All the while, Chinx was learning the art of the hustle. Legitimate schemes like packing grocery bags for shoppers upgraded to phony fundraisers and, finally, drug sales. He spent the illicit funds on recording time in small studios in Long Island, where he’d vent the vicious realities of the streets onto wax before even reaching high school. In 2002, he linked with Stack Bundles, a close childhood friend who was building a local buzz as a lyricist. Together, along with neighborhood spitters Bynoe and Cau2Gs, they formed the Riot Squad. But Chinx’s momentum came to a halt three years later, when he began serving a 3.5-year sentence at Mid-State Correctional Facility. While Chinx was locked up, Stack was killed, devastating the incarcerated MC while igniting his drive to carry on his slain friend’s music legacy. Once he came home in 2008, he met French Montana through burgeoning Harlem rapper Max B, one of Stack’s former partners in rhyme. French and Chinx bonded through their tireless work ethic, waving the Coke Boys flag and fostering a true musical movement. “Our whole game plan was to flood the streets, just keep working,” says Chinx, who’s released volumes of mixtapes including the Cocaine Riot and Coke Boys series. “We kept putting music out and people started demanding that shit.”

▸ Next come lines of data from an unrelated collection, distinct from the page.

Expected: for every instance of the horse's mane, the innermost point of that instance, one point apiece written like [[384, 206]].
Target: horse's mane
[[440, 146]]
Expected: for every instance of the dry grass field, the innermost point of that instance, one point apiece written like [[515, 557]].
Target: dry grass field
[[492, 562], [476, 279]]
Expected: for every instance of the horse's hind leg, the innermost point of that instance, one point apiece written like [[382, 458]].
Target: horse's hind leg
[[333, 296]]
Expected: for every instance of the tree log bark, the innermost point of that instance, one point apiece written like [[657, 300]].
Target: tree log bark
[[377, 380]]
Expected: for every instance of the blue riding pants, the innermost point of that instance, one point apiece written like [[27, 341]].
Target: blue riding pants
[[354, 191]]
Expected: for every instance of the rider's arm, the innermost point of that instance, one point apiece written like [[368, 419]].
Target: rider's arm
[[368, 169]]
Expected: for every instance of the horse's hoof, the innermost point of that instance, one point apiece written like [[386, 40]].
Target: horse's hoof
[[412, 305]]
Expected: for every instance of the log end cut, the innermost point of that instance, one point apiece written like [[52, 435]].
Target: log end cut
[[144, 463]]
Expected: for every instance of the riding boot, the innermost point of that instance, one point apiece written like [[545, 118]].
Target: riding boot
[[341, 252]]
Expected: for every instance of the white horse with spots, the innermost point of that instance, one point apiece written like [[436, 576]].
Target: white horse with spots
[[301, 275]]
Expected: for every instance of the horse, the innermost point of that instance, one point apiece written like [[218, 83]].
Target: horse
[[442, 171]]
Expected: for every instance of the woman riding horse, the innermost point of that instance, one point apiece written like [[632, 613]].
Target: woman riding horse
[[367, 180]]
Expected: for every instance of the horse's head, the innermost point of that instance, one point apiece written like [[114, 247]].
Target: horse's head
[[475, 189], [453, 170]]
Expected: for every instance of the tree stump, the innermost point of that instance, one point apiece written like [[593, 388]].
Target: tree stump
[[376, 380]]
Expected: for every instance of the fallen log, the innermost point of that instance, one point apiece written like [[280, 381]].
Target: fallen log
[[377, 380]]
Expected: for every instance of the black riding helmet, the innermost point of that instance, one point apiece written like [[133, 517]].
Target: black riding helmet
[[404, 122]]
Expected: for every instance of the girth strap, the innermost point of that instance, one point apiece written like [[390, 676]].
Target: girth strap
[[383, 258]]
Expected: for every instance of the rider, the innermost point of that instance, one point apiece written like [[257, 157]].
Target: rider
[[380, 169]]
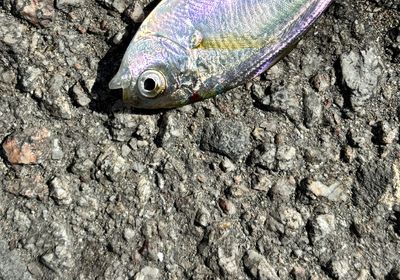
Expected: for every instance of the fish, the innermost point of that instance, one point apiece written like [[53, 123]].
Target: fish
[[186, 51]]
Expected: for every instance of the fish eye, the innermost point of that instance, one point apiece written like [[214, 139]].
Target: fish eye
[[151, 83]]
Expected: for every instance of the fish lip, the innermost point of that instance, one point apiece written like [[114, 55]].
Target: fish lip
[[121, 79], [178, 98]]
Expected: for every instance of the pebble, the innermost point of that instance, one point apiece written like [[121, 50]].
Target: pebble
[[361, 72], [38, 13], [322, 226], [60, 190], [67, 5], [283, 188], [128, 234], [262, 183], [227, 165], [227, 206], [333, 192], [226, 137], [57, 152], [259, 267], [111, 164], [339, 268], [55, 98], [11, 265], [285, 157], [136, 13], [148, 273], [202, 217], [312, 108], [321, 82], [29, 146], [80, 96]]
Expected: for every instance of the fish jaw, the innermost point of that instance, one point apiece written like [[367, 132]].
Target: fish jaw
[[178, 98], [120, 80]]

By 2012, Chinx struck an undeniable hit with the de facto crew anthem “I’m A Coke Boy,” which grew so popular that Rick Ross and Diddy hopped on the remix, setting airwaves ablaze in the U.S. and beyond for much of 2013. He continued building his stock a year later with “Feelings,” a breezy vent session that’s as catchy as it is blunt. “These are my thoughts, my stories, my feelings -- I just give you what my eyes see,” says Chinx, whose tight flows evoke a New York vibe evolved from hip-hop’s golden era. “I don’t have a style. I’m a student of hip-hop, always trying to figure out the next sound to make everybody bop. I just want to have fun with this music.”

Chinx is set to show just how captivating he can be with Welcome To JFK, its name a nod to his own airplane tats and the world-famous airport located just a minutes from his native stomping grounds. With a malleable style, he plans to satisfy all appetites on his debut studio album. “It’s like a plate of food: You got your steak, potatoes, greens -- you're gonna have everything,” says Chinx, whose Welcome To JFK will feature French Montana and Rick Ross. “If you’re not trying to change to game, why are you in it?”